FANATİKLER DE SERGİDE
Öyle ya da böyle sinema sevgisinin fanatiklikle de kesiştiği noktalar var. Serginin sürprizlerinden biri de üç efsane oyuncunun, Türkan Şoray, Filiz Akın ve Yılmaz Güney'in fanatik seyircilerini bizimle tanıştıracak olması. Onların gözünden bakacağız bu efsane isimlere. Sergi için bir de film hazırlanıyor. İçinden sinema seyircisi ve salonunun geçtiği 50'ye yakın Türk filminden oluşturulan kolaj film için Turan "Bu sahneler 1950'li yıllardan bugüne sinema ve seyirci tarihine ait önemli bir belge niteliğinde" diyor.

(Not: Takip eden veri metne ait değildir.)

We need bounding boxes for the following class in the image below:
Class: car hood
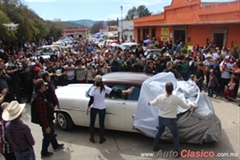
[133,72,221,143]
[56,84,92,98]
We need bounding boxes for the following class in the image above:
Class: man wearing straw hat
[2,101,35,160]
[0,102,16,160]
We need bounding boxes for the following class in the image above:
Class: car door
[105,97,126,130]
[83,85,126,130]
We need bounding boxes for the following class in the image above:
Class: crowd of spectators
[0,39,240,103]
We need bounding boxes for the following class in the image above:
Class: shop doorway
[213,33,224,48]
[174,30,186,44]
[211,28,228,48]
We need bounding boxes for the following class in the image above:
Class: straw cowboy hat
[1,102,9,111]
[2,101,26,121]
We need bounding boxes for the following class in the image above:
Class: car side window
[127,86,140,101]
[106,85,126,99]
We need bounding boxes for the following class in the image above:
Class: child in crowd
[207,69,220,97]
[224,77,236,100]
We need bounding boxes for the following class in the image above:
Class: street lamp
[120,6,123,42]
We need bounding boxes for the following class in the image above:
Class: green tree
[0,10,16,42]
[126,5,152,20]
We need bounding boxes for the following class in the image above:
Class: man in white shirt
[220,55,234,93]
[148,82,197,156]
[64,60,75,85]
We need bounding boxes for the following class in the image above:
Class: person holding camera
[148,82,197,155]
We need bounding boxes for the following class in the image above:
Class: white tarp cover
[133,72,221,143]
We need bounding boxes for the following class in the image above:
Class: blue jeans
[90,108,106,129]
[153,116,180,153]
[14,148,36,160]
[41,122,58,155]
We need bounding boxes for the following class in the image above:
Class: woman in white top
[86,75,112,144]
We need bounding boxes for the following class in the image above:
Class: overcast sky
[25,0,232,21]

GÖKHAN AKÇURA: 12 EYLÜL, SİNEMAYI GÜZEL BİR ANI OLMAKTAN ÇIKARDI
- Hazırladığınız sergi sinema- seyirci ilişkisine odaklanıyor. Acaba sinema tarihi içerisinde seyirci nerede duruyor?
- Seyirci kıyıda duruyor. Onun fikirlerini, isteklerini, arzularını pek dikkate alan olmamış. Türkiye sinema tarihine baktığımızda, seyirciye sadece bilet aldığı ölçüde önem verildiğini görüyoruz. Sinemalara kaç kişi geldiği hakkında yapılmış istatistikler var. Ama sadece seyircinin sayısı ile ilgilenilmiş. Daha 1960'larda Nijat Özön'ün yazdığı bir makaleyi hatırlıyorum. Seyircinin sinema endüstrisinin can damarı olmasına rağmen; sinemacıların o günlere kadar "Bu izleyicinin yapısı, gelişimi, eğilimleri vb." gibi konuları hiç mi hiç incelemediklerini yazıyordu. Ne yapıyorlardı peki? Filmlerinin izleyiciyi avlayacağını sandıkları 'formül'ler bulmaya çalışıyorlardı. Peki şimdilerde değişti mi bu durum? Pek bir şey değişmedi derim. Şimdi de seyirci denilince 'box office' sonuçlarını öğrenmek birçok sinemacı için yeterli oluyor.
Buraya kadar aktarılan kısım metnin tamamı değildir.